This year's NEC Classic Motor Show was overwhelming but brilliant

PETER Capaldi probably should have landed his TARDIS in the middle of one of Britain’s biggest car shows last weekend.

The National Exhibition Centre might be all the way down in Birmingham but it’s also one of the few shows outside the North West good enough to draw in petrolheads in significant numbers.

Even though I’ve only just got back from four very long days at the NEC, I’d urge anyone thinking of going next year to start planning now. One of Britain’s biggest car shows, I’ve discovered, has an annoying knack of corrupting time and space.

For starters, even though the venue itself isn’t an inch bigger than it was 12 months ago this year’s show somehow managed to squeeze an extra 100 cars in, almost all of which were bathed in the unsettling orange glow you only seem to get from 1970s tungsten lighting.
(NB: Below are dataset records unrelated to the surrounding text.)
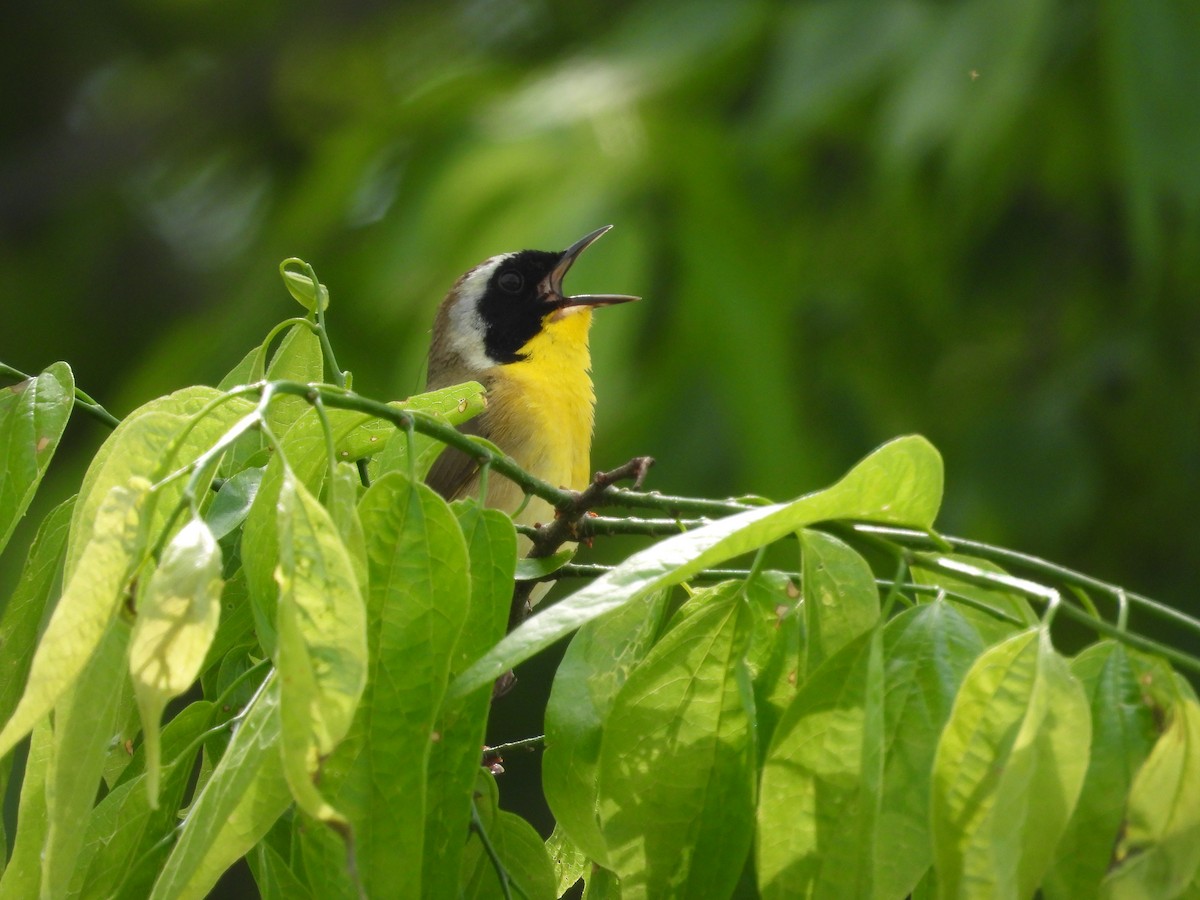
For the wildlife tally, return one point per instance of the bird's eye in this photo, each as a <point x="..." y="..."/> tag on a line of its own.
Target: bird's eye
<point x="510" y="281"/>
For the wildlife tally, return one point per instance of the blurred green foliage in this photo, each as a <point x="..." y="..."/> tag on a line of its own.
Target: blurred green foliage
<point x="979" y="221"/>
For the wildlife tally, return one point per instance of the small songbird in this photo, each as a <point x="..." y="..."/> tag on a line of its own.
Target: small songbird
<point x="508" y="325"/>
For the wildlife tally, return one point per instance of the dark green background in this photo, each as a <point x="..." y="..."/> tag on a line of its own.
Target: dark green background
<point x="979" y="221"/>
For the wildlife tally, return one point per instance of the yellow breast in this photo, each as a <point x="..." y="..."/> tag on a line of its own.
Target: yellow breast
<point x="540" y="411"/>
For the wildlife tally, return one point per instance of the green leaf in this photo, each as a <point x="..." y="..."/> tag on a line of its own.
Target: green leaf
<point x="927" y="652"/>
<point x="23" y="876"/>
<point x="418" y="604"/>
<point x="570" y="863"/>
<point x="595" y="666"/>
<point x="123" y="843"/>
<point x="246" y="793"/>
<point x="820" y="793"/>
<point x="301" y="287"/>
<point x="33" y="417"/>
<point x="519" y="847"/>
<point x="233" y="501"/>
<point x="899" y="484"/>
<point x="162" y="436"/>
<point x="677" y="761"/>
<point x="1123" y="731"/>
<point x="275" y="879"/>
<point x="990" y="627"/>
<point x="533" y="568"/>
<point x="455" y="756"/>
<point x="83" y="727"/>
<point x="177" y="619"/>
<point x="775" y="657"/>
<point x="298" y="359"/>
<point x="1014" y="751"/>
<point x="450" y="406"/>
<point x="235" y="625"/>
<point x="305" y="450"/>
<point x="342" y="499"/>
<point x="1158" y="852"/>
<point x="840" y="598"/>
<point x="27" y="605"/>
<point x="84" y="610"/>
<point x="241" y="373"/>
<point x="323" y="645"/>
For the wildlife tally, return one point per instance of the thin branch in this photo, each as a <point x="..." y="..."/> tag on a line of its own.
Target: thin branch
<point x="507" y="883"/>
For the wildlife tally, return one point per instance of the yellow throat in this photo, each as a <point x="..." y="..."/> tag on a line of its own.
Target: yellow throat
<point x="540" y="411"/>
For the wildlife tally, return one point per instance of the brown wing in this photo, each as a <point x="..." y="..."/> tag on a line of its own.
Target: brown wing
<point x="454" y="471"/>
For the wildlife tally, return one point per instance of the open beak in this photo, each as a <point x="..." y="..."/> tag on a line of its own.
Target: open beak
<point x="552" y="286"/>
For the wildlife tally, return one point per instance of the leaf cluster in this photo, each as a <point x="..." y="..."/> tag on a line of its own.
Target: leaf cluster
<point x="256" y="634"/>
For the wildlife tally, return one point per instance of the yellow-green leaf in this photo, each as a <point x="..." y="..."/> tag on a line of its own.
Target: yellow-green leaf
<point x="1008" y="769"/>
<point x="1158" y="852"/>
<point x="33" y="417"/>
<point x="85" y="607"/>
<point x="177" y="619"/>
<point x="322" y="641"/>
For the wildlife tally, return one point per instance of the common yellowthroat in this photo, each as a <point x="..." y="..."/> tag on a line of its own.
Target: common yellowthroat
<point x="508" y="325"/>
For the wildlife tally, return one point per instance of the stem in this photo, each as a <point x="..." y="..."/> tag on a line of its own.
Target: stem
<point x="523" y="744"/>
<point x="507" y="883"/>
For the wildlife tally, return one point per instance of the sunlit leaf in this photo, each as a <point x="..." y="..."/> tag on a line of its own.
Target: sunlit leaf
<point x="246" y="793"/>
<point x="1158" y="851"/>
<point x="840" y="599"/>
<point x="1014" y="750"/>
<point x="298" y="359"/>
<point x="927" y="653"/>
<point x="1121" y="688"/>
<point x="33" y="417"/>
<point x="677" y="761"/>
<point x="27" y="604"/>
<point x="151" y="441"/>
<point x="597" y="664"/>
<point x="84" y="610"/>
<point x="517" y="846"/>
<point x="569" y="861"/>
<point x="323" y="643"/>
<point x="417" y="609"/>
<point x="83" y="727"/>
<point x="233" y="501"/>
<point x="821" y="780"/>
<point x="177" y="618"/>
<point x="455" y="756"/>
<point x="23" y="875"/>
<point x="777" y="651"/>
<point x="301" y="287"/>
<point x="450" y="406"/>
<point x="993" y="627"/>
<point x="899" y="484"/>
<point x="123" y="844"/>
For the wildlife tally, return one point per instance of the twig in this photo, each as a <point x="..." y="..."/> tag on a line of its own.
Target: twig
<point x="567" y="525"/>
<point x="507" y="883"/>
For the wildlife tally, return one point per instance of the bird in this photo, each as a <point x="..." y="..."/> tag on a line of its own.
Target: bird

The show itself was also populated by thousands of humanoid beings trudging between the Ford Anglias and Triumph Dolomites; they looked and sounded human, but plenty of them had an unerring ability to talk for hours on end about kingpins and trunnion bearings. I should know, because I’m one of them.

Worst of all, however, is that by depriving you of natural light and overloading you with cars to look at the NEC Classic Motor Show completely screws with your perception of time. The show’s eleven halls had the ability to shrink entire ten-hour days into what felt like twenty minutes, and then to spew out all that vacant time into the period you spend queuing for a Subway meal deal outside. 

Three days to look at 1,800 cars in even the briefest of detail just isn’t enough, which is why if you’re planning on going next year – and if you love cars, you really should – get booking those hotel rooms rather than in 11 months’ time. No matter how blistered your feet end up after wandering around those halls, it’s worth it because of what you get to see.

Despite time and space being utterly warped in this alien, orange-tinged landscape I managed to find plenty of cars to fall in love with. There was, for instance, a one-off Rover P6 rebodied by Zagato, a Ford Capri convertible – a car Ford itself never actually produced – and an utterly wonderful Maserati Sebring I desperately wanted to just drive off the stand and take home. 

Best of all, however, was an unrestored Jaguar XK120, which I could have bought had the NEC’s distortive qualities somehow expanded the tenner in my pocket to £57,000. Maybe next year!